On Salman, the teenager said: “I was revising maths. He came in and said ‘I hate education’. Hashem said the same thing.”
Another witness told the court how Salman Abedi had expressed “empathy” for Isis.
Ibrahim Khalifa, who went to school with Salman, had lived at the Abedi home in Manchester for a time in 2015, the court heard.
Recalling a time when they watched television together, Mr Khalifa said: “There was a news article on Isis when Salman showed empathy towards Isis. I cannot remember the exact date.
“It was just how the media attack the group.
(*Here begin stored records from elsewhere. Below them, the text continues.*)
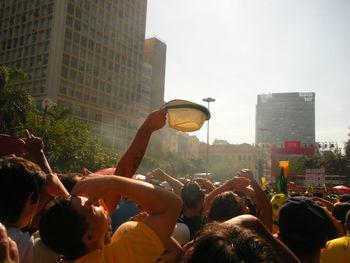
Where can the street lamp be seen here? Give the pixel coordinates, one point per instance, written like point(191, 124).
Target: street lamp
point(208, 100)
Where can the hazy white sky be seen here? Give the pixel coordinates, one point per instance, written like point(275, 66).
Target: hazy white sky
point(232, 50)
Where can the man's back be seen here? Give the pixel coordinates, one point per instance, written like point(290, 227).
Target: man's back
point(336, 250)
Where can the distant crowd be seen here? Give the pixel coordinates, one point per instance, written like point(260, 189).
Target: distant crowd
point(90, 218)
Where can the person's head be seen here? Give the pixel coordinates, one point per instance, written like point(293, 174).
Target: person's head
point(340, 210)
point(20, 185)
point(192, 195)
point(344, 198)
point(304, 226)
point(225, 243)
point(225, 206)
point(71, 227)
point(347, 222)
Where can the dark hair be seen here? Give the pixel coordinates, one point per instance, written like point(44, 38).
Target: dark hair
point(226, 243)
point(305, 226)
point(224, 206)
point(18, 179)
point(340, 210)
point(347, 221)
point(192, 195)
point(344, 198)
point(69, 180)
point(62, 229)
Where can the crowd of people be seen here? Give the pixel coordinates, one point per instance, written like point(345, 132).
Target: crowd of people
point(49, 217)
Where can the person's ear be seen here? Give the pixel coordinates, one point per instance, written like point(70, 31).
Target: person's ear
point(89, 239)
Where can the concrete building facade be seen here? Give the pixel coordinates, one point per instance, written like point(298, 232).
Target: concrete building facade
point(155, 55)
point(282, 117)
point(83, 54)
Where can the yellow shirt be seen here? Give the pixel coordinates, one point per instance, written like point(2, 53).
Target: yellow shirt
point(336, 250)
point(139, 245)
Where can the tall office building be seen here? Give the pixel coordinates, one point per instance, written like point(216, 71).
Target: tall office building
point(84, 54)
point(282, 117)
point(155, 55)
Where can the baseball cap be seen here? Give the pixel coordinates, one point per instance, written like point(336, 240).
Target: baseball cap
point(185, 115)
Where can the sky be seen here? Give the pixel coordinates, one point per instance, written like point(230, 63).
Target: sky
point(233, 50)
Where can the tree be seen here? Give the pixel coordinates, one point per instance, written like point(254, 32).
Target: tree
point(69, 145)
point(15, 104)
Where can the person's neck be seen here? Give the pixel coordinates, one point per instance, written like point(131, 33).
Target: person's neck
point(191, 212)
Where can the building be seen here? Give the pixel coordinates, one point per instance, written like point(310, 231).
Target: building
point(83, 54)
point(155, 55)
point(226, 159)
point(282, 117)
point(317, 178)
point(289, 152)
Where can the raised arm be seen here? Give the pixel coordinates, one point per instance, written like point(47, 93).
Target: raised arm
point(234, 183)
point(263, 204)
point(34, 147)
point(160, 175)
point(132, 158)
point(163, 206)
point(282, 252)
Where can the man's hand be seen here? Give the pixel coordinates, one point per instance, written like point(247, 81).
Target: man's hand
point(155, 120)
point(238, 183)
point(8, 248)
point(157, 173)
point(93, 186)
point(33, 144)
point(246, 173)
point(54, 187)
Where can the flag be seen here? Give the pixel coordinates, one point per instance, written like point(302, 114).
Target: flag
point(263, 183)
point(282, 180)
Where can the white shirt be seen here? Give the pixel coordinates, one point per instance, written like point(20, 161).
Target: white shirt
point(31, 250)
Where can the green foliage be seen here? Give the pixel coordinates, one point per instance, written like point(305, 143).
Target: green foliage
point(334, 162)
point(14, 103)
point(69, 146)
I don’t remember the exact details.”
He said Salman had suggested that “maybe they were right”.
Prosecutor Duncan Penny QC asked: “Who were right?”
Mr Khalifa replied: “Isis.”
The witness told the court that Hashem was present and appeared to be “in agreement”, while others disagreed.
After leaving the Abedi house, Mr Khalifa said he did not see the brothers again until April 2017.
Mr Khalifa told the court that when he saw Salman in 2017 he noticed he had lost weight, having previously worked out at the gym.
Salman told him of his plans to move to Libya, the court heard.
Cross-examining, Stephen Kamlish QC suggested that Salman got Hashem to do the cooking in the house.
On the day the news article on Iraq and Isis was aired in 2015, Hashem was in and out preparing a traditional stew as Salman watched television with his friends, it was suggested.
Mr Kamlish asserted that Hashem had said nothing either for or against Isis when the news item came up.
The witness said: “That could be right.”
On May 22 2017, Salman Abedi detonated a homemade device, killing 22 people and injuring hundreds more as they left an Ariana Grande concert.
Hashem Abedi allegedly helped his sibling to stockpile bomb-making materials, sourcing two of the three chemicals for TATP explosives.
The defendant, from Manchester, has denied 22 counts of murder, attempted murder and plotting with his brother to cause explosions.